Last week, the decision of 4 December 2017 by the Subdistrict Section of the Subdistrict Court Oost-Brabant was published in Jurisprudentie Arbeidsrecht (JAR). In this decision, it is ruled that an instant dismissal by Ryanair Ltd. was lawfully given. An employee with Polish nationality structurally refused to cooperate in a change in her work location from Eindhoven to Dublin. Both parties agreed on an employment contract in which parties declared Irish law to be applicable. In addition, the employment contract explicitly stated that the employee could be transferred to another location at any time.

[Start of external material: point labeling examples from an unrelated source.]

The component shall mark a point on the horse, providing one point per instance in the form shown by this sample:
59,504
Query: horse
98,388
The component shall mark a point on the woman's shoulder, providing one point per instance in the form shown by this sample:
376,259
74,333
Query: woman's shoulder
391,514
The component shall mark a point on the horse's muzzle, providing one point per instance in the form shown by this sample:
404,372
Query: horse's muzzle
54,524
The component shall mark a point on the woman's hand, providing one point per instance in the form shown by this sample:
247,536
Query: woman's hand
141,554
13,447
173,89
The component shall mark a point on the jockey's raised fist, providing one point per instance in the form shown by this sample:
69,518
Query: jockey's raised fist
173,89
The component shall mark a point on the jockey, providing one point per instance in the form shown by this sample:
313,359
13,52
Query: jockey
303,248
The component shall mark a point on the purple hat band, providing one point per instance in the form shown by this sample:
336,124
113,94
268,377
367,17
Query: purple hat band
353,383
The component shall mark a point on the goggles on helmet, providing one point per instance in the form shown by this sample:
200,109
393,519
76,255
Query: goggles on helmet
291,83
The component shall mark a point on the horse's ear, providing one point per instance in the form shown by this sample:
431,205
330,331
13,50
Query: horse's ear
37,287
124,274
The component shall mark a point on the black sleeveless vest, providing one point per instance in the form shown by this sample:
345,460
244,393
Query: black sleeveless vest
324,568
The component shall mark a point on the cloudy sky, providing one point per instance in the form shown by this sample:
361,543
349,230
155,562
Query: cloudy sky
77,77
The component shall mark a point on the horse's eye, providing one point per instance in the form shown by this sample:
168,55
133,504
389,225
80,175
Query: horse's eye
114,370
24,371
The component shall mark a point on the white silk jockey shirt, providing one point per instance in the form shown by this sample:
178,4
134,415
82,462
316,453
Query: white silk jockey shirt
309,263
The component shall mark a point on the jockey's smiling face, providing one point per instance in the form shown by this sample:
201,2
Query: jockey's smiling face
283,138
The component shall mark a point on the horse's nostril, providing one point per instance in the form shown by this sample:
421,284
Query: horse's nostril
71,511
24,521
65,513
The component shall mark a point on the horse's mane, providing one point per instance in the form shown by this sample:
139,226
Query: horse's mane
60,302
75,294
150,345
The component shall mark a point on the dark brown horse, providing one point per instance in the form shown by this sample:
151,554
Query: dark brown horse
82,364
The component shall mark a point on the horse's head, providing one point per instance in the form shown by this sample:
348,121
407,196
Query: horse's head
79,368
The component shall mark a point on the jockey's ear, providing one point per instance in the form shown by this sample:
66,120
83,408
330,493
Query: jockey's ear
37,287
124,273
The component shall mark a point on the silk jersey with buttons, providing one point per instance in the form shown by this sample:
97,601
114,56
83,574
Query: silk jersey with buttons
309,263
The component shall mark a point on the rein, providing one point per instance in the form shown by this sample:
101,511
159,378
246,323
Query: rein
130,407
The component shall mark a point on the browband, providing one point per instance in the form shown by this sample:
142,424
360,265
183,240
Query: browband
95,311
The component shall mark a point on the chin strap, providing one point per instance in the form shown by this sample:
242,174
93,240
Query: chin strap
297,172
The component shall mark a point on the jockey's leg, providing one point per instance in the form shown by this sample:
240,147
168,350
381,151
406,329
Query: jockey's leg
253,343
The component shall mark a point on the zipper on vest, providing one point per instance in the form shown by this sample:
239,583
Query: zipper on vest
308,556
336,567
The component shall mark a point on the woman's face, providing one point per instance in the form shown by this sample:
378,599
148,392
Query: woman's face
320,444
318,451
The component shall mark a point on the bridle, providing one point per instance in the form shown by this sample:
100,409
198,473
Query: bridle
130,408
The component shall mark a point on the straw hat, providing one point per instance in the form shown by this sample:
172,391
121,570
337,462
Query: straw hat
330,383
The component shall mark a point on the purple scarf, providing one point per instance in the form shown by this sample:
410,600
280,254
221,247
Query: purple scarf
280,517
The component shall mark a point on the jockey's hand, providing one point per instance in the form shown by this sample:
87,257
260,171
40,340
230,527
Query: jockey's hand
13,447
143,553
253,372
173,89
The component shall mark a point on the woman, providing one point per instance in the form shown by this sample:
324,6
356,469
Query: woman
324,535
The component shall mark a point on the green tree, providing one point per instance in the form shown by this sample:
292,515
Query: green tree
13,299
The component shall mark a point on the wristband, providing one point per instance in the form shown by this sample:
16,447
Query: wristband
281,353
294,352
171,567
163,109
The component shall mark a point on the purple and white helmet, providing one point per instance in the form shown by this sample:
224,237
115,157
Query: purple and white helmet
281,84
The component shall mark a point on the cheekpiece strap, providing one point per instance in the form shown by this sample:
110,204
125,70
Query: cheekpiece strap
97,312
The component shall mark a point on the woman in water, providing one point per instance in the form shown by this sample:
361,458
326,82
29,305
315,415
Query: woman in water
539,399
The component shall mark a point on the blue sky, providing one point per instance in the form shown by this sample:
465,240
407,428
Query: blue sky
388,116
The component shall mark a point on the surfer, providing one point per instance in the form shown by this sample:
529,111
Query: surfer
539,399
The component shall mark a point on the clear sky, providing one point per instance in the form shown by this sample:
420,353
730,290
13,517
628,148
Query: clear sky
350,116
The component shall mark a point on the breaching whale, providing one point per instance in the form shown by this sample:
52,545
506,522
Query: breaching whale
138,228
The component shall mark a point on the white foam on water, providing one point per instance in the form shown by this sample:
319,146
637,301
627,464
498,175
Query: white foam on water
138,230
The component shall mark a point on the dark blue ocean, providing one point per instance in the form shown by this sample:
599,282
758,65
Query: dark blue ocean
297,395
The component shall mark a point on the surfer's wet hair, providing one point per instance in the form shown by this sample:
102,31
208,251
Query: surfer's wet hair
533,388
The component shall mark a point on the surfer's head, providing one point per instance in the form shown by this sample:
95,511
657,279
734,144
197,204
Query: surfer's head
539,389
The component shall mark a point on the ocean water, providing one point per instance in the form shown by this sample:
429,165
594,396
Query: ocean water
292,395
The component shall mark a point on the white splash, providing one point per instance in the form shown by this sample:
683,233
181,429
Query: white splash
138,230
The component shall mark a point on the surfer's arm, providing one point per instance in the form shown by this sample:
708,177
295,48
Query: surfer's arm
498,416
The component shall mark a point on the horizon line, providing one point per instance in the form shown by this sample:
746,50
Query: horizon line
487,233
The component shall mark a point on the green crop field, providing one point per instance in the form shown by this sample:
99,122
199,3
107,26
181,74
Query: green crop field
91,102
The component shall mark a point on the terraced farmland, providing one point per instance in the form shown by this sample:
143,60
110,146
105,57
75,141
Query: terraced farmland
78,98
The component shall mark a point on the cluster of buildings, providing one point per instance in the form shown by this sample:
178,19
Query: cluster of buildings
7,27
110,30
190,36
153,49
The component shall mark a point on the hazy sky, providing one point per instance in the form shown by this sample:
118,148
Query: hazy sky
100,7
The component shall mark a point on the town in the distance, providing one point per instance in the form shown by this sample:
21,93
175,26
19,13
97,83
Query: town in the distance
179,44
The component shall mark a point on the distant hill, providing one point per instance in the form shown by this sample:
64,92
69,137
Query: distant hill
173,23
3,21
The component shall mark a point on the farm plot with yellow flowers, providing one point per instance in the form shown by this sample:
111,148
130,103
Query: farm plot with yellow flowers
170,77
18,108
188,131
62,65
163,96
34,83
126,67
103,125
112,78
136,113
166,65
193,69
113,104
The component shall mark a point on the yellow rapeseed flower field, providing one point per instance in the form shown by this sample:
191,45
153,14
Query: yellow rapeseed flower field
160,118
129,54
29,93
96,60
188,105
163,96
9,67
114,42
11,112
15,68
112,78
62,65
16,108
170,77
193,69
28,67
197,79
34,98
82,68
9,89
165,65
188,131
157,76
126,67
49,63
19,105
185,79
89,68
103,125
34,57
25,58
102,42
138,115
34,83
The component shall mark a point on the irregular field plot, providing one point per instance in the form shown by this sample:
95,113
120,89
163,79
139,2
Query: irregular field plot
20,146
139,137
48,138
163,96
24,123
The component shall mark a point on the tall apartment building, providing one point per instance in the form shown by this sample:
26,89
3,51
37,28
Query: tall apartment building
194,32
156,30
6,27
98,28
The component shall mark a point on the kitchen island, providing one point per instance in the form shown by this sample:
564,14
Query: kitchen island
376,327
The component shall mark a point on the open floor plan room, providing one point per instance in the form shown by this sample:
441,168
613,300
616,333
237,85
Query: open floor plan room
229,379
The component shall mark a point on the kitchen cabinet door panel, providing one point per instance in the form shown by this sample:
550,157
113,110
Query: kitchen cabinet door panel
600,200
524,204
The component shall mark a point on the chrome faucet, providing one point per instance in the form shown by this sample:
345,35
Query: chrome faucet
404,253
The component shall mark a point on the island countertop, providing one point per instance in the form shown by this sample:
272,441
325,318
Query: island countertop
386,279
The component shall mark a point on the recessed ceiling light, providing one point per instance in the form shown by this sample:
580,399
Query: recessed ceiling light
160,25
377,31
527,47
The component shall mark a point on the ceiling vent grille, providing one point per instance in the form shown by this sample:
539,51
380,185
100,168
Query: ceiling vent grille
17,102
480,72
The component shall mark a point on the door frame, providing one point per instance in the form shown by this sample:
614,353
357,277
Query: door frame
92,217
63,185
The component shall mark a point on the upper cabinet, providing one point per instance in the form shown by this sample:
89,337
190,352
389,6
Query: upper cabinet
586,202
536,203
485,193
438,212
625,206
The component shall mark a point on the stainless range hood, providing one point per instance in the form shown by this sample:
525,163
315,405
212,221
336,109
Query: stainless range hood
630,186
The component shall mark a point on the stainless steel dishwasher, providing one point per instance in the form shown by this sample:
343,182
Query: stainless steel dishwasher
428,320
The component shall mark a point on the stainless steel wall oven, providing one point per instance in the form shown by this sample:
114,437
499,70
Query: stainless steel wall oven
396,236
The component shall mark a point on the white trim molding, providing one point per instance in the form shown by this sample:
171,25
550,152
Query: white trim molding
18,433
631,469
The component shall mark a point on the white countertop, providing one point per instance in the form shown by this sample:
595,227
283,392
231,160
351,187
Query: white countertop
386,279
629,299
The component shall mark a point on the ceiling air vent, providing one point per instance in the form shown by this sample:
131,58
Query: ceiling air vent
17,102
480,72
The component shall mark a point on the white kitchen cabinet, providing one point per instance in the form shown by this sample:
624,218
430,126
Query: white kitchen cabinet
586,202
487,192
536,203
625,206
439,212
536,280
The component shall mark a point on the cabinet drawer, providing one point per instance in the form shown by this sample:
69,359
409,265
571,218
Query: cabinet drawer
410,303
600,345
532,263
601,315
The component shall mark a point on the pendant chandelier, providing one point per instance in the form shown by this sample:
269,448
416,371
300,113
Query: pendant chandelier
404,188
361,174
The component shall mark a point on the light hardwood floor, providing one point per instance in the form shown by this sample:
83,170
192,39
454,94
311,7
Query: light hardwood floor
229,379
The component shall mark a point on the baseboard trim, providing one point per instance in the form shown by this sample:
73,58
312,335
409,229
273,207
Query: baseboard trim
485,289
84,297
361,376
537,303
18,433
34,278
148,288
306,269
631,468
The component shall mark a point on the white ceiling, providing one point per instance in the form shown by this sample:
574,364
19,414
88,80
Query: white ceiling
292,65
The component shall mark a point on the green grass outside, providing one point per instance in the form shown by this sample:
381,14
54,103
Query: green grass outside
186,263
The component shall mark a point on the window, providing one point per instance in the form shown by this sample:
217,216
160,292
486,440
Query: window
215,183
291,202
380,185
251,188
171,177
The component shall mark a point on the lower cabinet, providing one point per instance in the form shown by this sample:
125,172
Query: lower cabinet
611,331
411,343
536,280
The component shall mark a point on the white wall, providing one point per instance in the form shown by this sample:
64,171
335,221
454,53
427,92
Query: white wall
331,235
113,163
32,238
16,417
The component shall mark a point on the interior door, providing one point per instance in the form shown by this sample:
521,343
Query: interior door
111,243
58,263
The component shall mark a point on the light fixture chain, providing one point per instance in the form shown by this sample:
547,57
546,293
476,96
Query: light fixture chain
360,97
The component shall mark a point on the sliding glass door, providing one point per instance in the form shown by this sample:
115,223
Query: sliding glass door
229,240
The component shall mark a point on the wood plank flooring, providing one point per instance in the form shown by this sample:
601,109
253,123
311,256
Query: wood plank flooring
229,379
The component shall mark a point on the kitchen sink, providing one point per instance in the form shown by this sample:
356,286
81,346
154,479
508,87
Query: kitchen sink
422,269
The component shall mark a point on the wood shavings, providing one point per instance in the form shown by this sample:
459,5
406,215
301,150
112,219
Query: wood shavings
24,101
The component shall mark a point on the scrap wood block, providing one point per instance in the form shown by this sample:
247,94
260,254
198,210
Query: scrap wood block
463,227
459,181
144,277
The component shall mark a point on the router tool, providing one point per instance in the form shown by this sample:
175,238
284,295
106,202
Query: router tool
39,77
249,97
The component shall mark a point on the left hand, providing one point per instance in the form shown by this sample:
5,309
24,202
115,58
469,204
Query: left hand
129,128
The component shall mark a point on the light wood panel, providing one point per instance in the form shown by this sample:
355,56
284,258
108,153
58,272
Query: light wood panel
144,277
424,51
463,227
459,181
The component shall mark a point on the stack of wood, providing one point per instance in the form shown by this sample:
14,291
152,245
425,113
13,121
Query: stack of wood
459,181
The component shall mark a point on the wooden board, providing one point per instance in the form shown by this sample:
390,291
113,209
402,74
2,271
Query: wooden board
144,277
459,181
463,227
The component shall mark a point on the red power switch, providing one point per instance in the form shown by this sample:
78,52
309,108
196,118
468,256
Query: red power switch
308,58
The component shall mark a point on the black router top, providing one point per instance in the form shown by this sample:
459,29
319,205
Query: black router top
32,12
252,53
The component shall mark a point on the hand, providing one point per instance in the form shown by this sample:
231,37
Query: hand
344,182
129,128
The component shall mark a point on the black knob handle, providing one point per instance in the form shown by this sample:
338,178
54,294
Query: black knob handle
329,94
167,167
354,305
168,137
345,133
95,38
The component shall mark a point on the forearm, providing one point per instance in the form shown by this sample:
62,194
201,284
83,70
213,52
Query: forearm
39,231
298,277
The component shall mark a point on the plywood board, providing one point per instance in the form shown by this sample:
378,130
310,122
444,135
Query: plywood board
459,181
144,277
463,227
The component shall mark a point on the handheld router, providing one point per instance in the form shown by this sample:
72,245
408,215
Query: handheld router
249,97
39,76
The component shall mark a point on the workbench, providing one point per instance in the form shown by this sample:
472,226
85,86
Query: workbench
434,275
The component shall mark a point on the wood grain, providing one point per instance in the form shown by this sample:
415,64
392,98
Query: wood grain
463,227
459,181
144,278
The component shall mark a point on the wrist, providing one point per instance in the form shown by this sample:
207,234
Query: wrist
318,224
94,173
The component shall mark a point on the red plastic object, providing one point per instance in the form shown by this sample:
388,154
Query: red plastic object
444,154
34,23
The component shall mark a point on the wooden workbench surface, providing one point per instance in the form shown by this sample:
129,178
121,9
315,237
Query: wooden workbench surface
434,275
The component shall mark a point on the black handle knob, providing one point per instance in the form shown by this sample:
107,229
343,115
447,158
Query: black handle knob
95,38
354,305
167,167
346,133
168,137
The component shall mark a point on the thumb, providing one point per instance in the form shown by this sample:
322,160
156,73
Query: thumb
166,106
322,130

Competence of the Dutch court
As this was a cross-border dispute, the Subdistrict court first assessed whether the Dutch court was competent to assess this case. Although the employee performed only a small part of her work in the Netherlands, the Subdistrict court deemed itself to be competent in this case, due to the fact that the employee’s home base was located in Eindhoven. The Subdistrict court protects the weaker party herein.
Applicable law
The next question the court needed to assess was which law is applicable to this case. Based on the Rome I regulation, it was established that Irish law is applicable due to the choice of law made by the parties. The Subdistrict court also established that including a unilateral changes clause and Ryanair’s appeal to it are not in conflict with a Dutch binding judicial provision, so this has to be assessed according to Irish law as well.
Instant dismissal
According to Irish law, refusing a change in work location and the employee’s refusal to appear at planned hearings is gross misconduct. Based on the Irish legal provisions, these are grounds for immediate termination of the employment contract. Therefore, the instant dismissal was upheld. Consequently, all compensations claimed by the employee have been rejected.
In this case, Ryanair Ltd. was assisted by J.J. Croon and M. Bestebreurtje.